4.4 Define Train Step

Simple MSE loss

[45]:
@nnx.jit
def train_step(model: MLP, optimizer: nnx.Optimizer, x, y):
  def loss_fn(model: MLP):
    y_pred = model(x)
    return jnp.mean((y - y_pred) ** 2)

  loss, grads = nnx.value_and_grad(loss_fn)(model)
  optimizer.update(grads)
  return loss

4.5 Distributed Training

In order to simulate sequence modelling, we will use a synthetic dataset of sequences which are random weighted sums of periodic functions (sin and cosine).

[46]:
def dataset(steps, batch_size):
  """Generate 128D sequence data with underlying pattern."""
  for _ in range(steps):
    # Generate input sequences
    # Create a pattern where the output is a transformed version of input
    # First few dimensions have strong pattern, rest have weaker signal

    # Generate base signal
    t = np.linspace(0, 4*np.pi, 128)
    base_patterns = np.array([
      np.sin(t + np.random.uniform(0, 2*np.pi)),
      np.cos(2*t + np.random.uniform(0, 2*np.pi)),
      np.sin(3*t + np.random.uniform(0, 2*np.pi))
    ])

    # Create batch of sequences
    x = np.zeros((batch_size, 128))
    y = np.zeros((batch_size, 128))

    for i in range(batch_size):
      # Mix base patterns with random weights
      weights = np.random.randn(3)
      signal = np.sum(weights[:, np.newaxis] * base_patterns, axis=0)

      # Add noise
      x[i] = signal + np.random.normal(0, 0.1, 128)

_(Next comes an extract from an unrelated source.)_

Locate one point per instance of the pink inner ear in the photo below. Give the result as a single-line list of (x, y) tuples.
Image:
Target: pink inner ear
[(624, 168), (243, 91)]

      # Output is a non-linear transformation of input
      # Shift and apply non-linear transformation
      y[i] = np.roll(x[i], 5) * 0.8 + 0.1 * x[i]**2
      y[i] += np.random.normal(0, 0.05, 128)

    yield x.astype(np.float32), y.astype(np.float32)

We can visualize a sample from the dataset to see what it looks like.

[47]:
x, y = next(dataset(1, 1))

plt.figure(figsize=(12, 6))
plt.subplot(2, 1, 1)
plt.plot(x[0], label='Input Sequence', alpha=0.8)
plt.plot(y[0], label='Target Sequence', alpha=0.8)
plt.xlabel('Sequence Position')
plt.ylabel('Value')
plt.legend()
plt.grid(True, alpha=0.3)
../_images/tutorials_2_Data_Parallel_and_FSDP_63_0.png
[48]:
# Training parameters
batch_size = 8192
num_steps = 501
losses = []
[49]:
# The training loop will be a bit slow (in actual wall clock time) since the dataset is generating samples for each step on the fly
# It is not slow due to using FSDP 😅

for step, (x, y) in enumerate(dataset(num_steps, batch_size)):
  # shard data
  x, y = jax.device_put((x, y), batch_sharding)
  # train
  loss = train_step(model, optimizer, x, y)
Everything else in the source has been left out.